Seine Worte ließen mich wütend auflachen. Er hielt es für selbstverständlich, dass ich ihm verzeihen würde, nur weil ich ihn liebte.

Verdammt noch mal! Verdammt, dass er so aussah wie mein Schwarm!

Wütend verließ ich das Hotel.

Die Herbstnacht war kühl und es wehte eine leichte Brise.

Ich schlendere durch die lauten Straßen.

Überall um mich herum waren Paare, nur ich war allein.

Bevor Hazel zurückkam, war Carter sehr aufmerksam und behandelte mich wie einen Schatz.

Wie konnte es so weit kommen?

Ich atmete schwer und hatte das Gefühl zu ersticken.

Als ich am Straßenrand einen Stand sah, der Brathähnchen verkaufte, überlegte ich einen Moment, bevor ich eines kaufte.

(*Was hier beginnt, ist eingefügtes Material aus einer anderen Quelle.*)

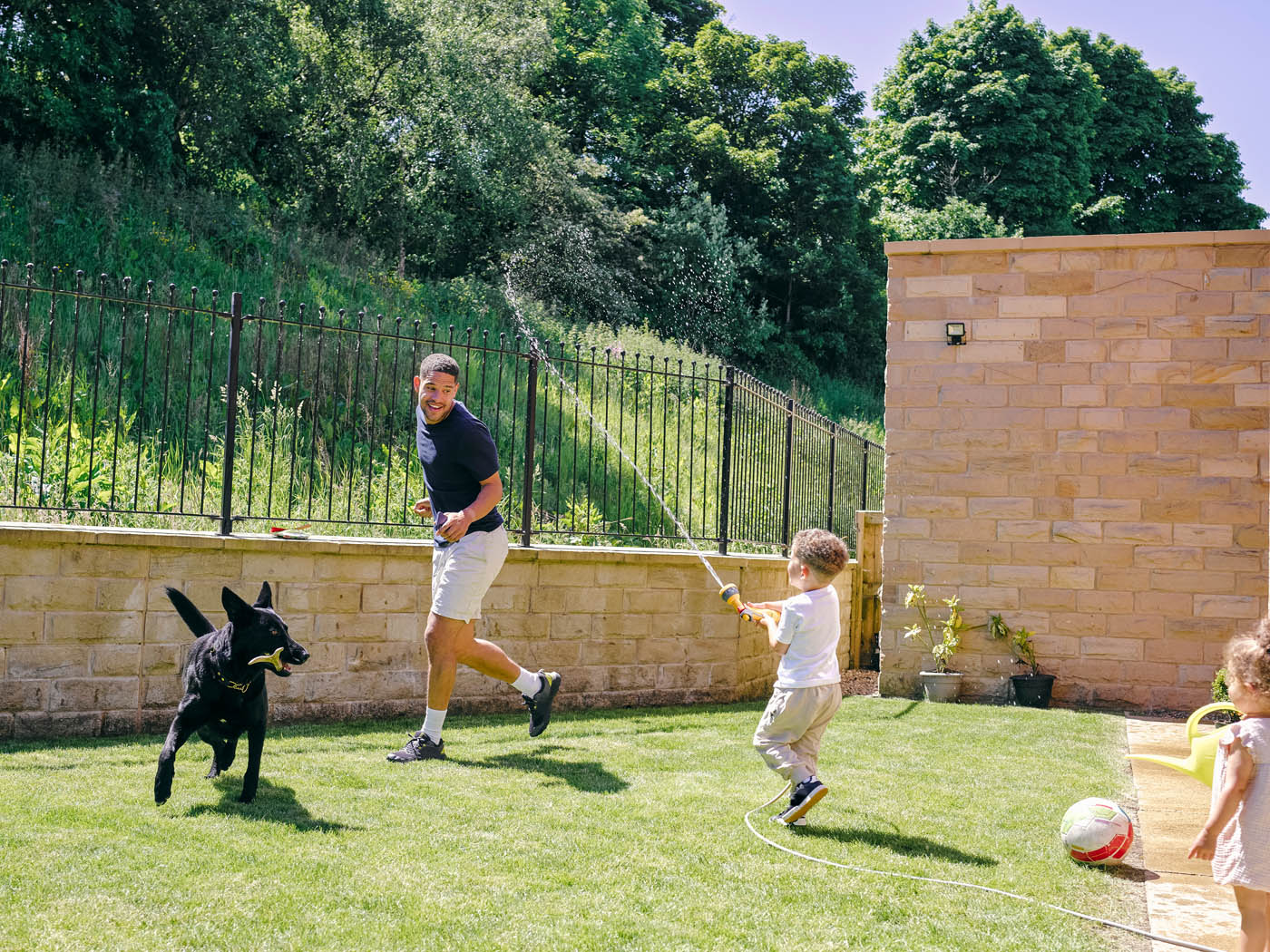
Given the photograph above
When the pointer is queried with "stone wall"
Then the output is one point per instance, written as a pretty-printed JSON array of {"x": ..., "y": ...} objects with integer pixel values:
[
  {"x": 89, "y": 643},
  {"x": 1092, "y": 461}
]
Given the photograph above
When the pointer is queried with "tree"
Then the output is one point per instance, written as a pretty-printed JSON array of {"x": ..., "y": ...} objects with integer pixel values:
[
  {"x": 768, "y": 133},
  {"x": 1153, "y": 165},
  {"x": 197, "y": 89},
  {"x": 990, "y": 110},
  {"x": 955, "y": 219},
  {"x": 683, "y": 19}
]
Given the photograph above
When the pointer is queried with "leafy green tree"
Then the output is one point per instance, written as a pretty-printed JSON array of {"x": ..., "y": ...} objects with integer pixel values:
[
  {"x": 691, "y": 279},
  {"x": 990, "y": 110},
  {"x": 1153, "y": 165},
  {"x": 768, "y": 133},
  {"x": 421, "y": 132},
  {"x": 683, "y": 19},
  {"x": 956, "y": 219}
]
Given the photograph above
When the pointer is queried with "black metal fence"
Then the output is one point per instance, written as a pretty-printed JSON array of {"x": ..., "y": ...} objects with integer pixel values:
[{"x": 137, "y": 405}]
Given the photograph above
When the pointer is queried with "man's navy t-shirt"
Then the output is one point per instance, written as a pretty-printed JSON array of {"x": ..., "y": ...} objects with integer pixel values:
[{"x": 456, "y": 454}]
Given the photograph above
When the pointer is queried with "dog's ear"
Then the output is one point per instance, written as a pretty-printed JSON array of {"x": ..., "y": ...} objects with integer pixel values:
[
  {"x": 238, "y": 609},
  {"x": 266, "y": 598}
]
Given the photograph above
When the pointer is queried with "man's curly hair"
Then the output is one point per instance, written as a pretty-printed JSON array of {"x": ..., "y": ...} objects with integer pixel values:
[
  {"x": 821, "y": 551},
  {"x": 1247, "y": 656},
  {"x": 444, "y": 364}
]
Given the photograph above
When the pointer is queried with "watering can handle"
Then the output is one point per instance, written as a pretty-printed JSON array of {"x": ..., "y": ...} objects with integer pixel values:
[{"x": 1197, "y": 716}]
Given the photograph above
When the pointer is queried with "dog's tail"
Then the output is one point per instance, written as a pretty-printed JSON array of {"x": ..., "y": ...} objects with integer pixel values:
[{"x": 196, "y": 619}]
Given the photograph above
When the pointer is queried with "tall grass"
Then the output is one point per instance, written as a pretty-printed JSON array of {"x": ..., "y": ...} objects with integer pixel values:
[{"x": 136, "y": 376}]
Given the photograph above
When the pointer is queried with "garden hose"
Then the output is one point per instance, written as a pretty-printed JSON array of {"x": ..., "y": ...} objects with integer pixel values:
[{"x": 965, "y": 885}]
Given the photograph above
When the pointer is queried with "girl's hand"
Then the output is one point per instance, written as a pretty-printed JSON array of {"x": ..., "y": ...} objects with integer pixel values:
[{"x": 1204, "y": 846}]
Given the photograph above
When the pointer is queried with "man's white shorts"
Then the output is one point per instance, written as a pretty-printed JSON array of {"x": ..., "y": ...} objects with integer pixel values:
[{"x": 464, "y": 570}]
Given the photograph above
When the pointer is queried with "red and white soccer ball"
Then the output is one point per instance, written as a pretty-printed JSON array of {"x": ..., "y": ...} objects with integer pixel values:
[{"x": 1096, "y": 831}]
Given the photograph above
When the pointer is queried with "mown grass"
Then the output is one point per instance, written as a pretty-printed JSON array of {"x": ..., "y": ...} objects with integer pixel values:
[{"x": 616, "y": 831}]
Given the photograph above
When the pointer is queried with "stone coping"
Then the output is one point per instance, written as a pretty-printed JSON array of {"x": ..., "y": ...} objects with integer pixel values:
[
  {"x": 333, "y": 545},
  {"x": 1077, "y": 243}
]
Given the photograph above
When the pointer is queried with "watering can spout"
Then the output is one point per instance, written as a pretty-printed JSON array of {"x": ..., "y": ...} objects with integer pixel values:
[{"x": 1203, "y": 753}]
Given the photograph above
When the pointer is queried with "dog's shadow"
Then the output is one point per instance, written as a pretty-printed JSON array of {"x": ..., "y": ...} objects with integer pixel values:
[
  {"x": 272, "y": 803},
  {"x": 584, "y": 776},
  {"x": 894, "y": 841}
]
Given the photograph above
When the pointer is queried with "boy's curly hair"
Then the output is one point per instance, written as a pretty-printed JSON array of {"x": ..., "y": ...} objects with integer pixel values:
[
  {"x": 444, "y": 364},
  {"x": 821, "y": 551},
  {"x": 1247, "y": 656}
]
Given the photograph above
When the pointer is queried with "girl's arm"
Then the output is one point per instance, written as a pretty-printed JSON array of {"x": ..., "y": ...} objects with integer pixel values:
[{"x": 1235, "y": 784}]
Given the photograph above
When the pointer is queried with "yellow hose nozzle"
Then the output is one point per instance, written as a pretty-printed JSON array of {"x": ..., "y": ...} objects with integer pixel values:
[{"x": 730, "y": 594}]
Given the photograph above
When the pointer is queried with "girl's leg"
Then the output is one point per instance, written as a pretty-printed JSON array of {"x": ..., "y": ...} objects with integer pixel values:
[{"x": 1253, "y": 919}]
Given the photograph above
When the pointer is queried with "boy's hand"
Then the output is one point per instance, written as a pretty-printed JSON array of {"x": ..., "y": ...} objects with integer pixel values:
[{"x": 1204, "y": 846}]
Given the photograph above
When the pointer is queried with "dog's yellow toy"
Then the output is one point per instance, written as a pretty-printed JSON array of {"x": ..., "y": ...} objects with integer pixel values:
[
  {"x": 730, "y": 594},
  {"x": 275, "y": 659},
  {"x": 1203, "y": 755}
]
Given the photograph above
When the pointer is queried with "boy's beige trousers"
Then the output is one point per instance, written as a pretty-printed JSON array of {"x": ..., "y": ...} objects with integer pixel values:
[{"x": 789, "y": 733}]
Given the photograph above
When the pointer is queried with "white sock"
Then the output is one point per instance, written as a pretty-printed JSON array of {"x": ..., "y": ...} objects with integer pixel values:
[
  {"x": 432, "y": 723},
  {"x": 529, "y": 683}
]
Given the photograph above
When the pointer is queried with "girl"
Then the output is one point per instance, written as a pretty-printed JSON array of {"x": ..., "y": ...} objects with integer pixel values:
[{"x": 1237, "y": 833}]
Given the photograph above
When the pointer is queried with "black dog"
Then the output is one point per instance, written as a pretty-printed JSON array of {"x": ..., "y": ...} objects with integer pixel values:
[{"x": 225, "y": 685}]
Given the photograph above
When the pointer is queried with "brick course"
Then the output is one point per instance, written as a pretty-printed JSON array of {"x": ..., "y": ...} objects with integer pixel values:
[
  {"x": 624, "y": 626},
  {"x": 1095, "y": 454}
]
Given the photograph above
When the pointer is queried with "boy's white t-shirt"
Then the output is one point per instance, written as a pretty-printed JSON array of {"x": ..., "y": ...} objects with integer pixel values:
[{"x": 809, "y": 625}]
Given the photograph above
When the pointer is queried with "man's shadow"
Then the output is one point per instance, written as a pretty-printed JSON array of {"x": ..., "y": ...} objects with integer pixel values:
[
  {"x": 584, "y": 776},
  {"x": 272, "y": 803},
  {"x": 895, "y": 843}
]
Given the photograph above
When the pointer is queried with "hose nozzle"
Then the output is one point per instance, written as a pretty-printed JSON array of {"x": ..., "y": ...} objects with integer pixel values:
[{"x": 730, "y": 594}]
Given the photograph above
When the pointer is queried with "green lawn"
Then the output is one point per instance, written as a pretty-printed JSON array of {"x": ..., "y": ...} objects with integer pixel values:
[{"x": 615, "y": 831}]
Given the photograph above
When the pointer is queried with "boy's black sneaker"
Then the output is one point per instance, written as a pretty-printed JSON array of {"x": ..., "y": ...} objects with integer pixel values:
[
  {"x": 540, "y": 704},
  {"x": 421, "y": 746},
  {"x": 806, "y": 795}
]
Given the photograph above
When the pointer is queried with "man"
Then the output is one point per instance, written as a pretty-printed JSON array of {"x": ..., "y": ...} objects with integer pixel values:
[{"x": 460, "y": 470}]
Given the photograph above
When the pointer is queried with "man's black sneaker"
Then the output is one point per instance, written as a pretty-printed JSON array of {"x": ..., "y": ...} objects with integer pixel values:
[
  {"x": 421, "y": 746},
  {"x": 540, "y": 704},
  {"x": 806, "y": 795}
]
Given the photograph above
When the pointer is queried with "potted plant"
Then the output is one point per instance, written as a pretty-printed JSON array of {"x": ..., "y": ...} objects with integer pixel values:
[
  {"x": 1031, "y": 688},
  {"x": 942, "y": 638}
]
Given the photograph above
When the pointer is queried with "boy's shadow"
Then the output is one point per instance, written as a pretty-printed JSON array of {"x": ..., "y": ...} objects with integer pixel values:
[
  {"x": 272, "y": 803},
  {"x": 586, "y": 776},
  {"x": 895, "y": 843}
]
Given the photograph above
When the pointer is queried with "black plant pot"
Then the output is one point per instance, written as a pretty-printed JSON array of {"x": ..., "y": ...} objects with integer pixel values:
[{"x": 1032, "y": 689}]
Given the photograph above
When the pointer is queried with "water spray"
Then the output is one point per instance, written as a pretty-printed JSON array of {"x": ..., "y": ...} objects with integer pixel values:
[{"x": 578, "y": 402}]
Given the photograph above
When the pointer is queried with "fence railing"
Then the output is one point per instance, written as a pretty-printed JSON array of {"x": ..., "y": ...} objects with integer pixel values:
[{"x": 143, "y": 406}]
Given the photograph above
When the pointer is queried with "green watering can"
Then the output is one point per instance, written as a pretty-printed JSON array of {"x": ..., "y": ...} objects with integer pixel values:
[{"x": 1203, "y": 755}]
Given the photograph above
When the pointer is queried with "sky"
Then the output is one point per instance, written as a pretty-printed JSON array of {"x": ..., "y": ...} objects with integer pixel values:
[{"x": 1218, "y": 44}]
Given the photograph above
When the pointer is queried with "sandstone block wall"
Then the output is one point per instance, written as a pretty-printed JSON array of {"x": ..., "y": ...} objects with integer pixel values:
[
  {"x": 1091, "y": 463},
  {"x": 89, "y": 643}
]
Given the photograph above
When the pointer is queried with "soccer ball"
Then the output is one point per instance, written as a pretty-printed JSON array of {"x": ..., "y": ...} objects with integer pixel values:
[{"x": 1096, "y": 831}]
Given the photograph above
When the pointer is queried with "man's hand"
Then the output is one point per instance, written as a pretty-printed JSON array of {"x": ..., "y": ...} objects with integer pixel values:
[{"x": 454, "y": 526}]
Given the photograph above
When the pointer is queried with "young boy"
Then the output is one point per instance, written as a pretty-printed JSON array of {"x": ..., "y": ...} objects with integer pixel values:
[{"x": 808, "y": 682}]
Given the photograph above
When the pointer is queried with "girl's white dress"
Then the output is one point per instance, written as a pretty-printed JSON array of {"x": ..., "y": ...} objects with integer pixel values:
[{"x": 1242, "y": 856}]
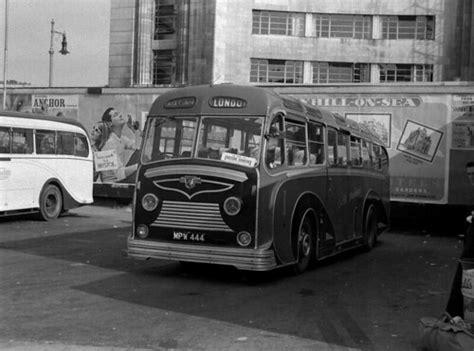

Ich hielt das Hähnchen in der Hand und meine Zähne rissen es wütend auseinander, denn ich stellte mir vor, dass das Hähnchen genau Carters undankbares Herz war. Zum Teufel mit ihm! Glaubte er, ich könnte ohne ihn nicht leben?

Ich wischte mir den Mund ab und ging nach Hause.

Kaum zu Hause angekommen, erhielt ich eine Nachricht von Carter.

"Bist du zu Hause?"

Ich warf einen Blick auf die Nachricht und antwortete nicht.

Kurz darauf schickte er eine weitere Nachricht. "Alle haben heute wegen dir nicht gut gegessen. Wir werden ein Essen organisieren, um es bei Nasr wieder gutzumachen."

Ich antwortete immer noch nicht.

Anscheinend verlor er die Geduld und rief an.

Ich steckte mein Handy weg und ignorierte ihn.

Nachdem ich meine nächtliche Routine beendet hatte, hörte es endlich auf zu klingeln.

Vor dem Schlafengehen checkte ich wie üblich die sozialen Medien und stieß auf ein Update, das Hazel vor fünf Minuten gepostet hatte.

Carter schien ein Taxi gerufen zu haben. Er und Hazel saßen auf dem Rücksitz.

Auf dem Foto ruhte er ruhig mit geschlossenen Augen, während Hazel sich schüchtern auf seine Arme stützte und in die Kamera blickte.

Die Bildunterschrift lautete: "Nach all den Jahren bin ich immer noch deine erste Wahl".

Meine Lippen verzogen sich zu einem leichten Grinsen, und ich schrieb einen Kommentar darunter. "Herzlichen Glückwunsch."

In diesem Moment klingelte es in meinen Ohren.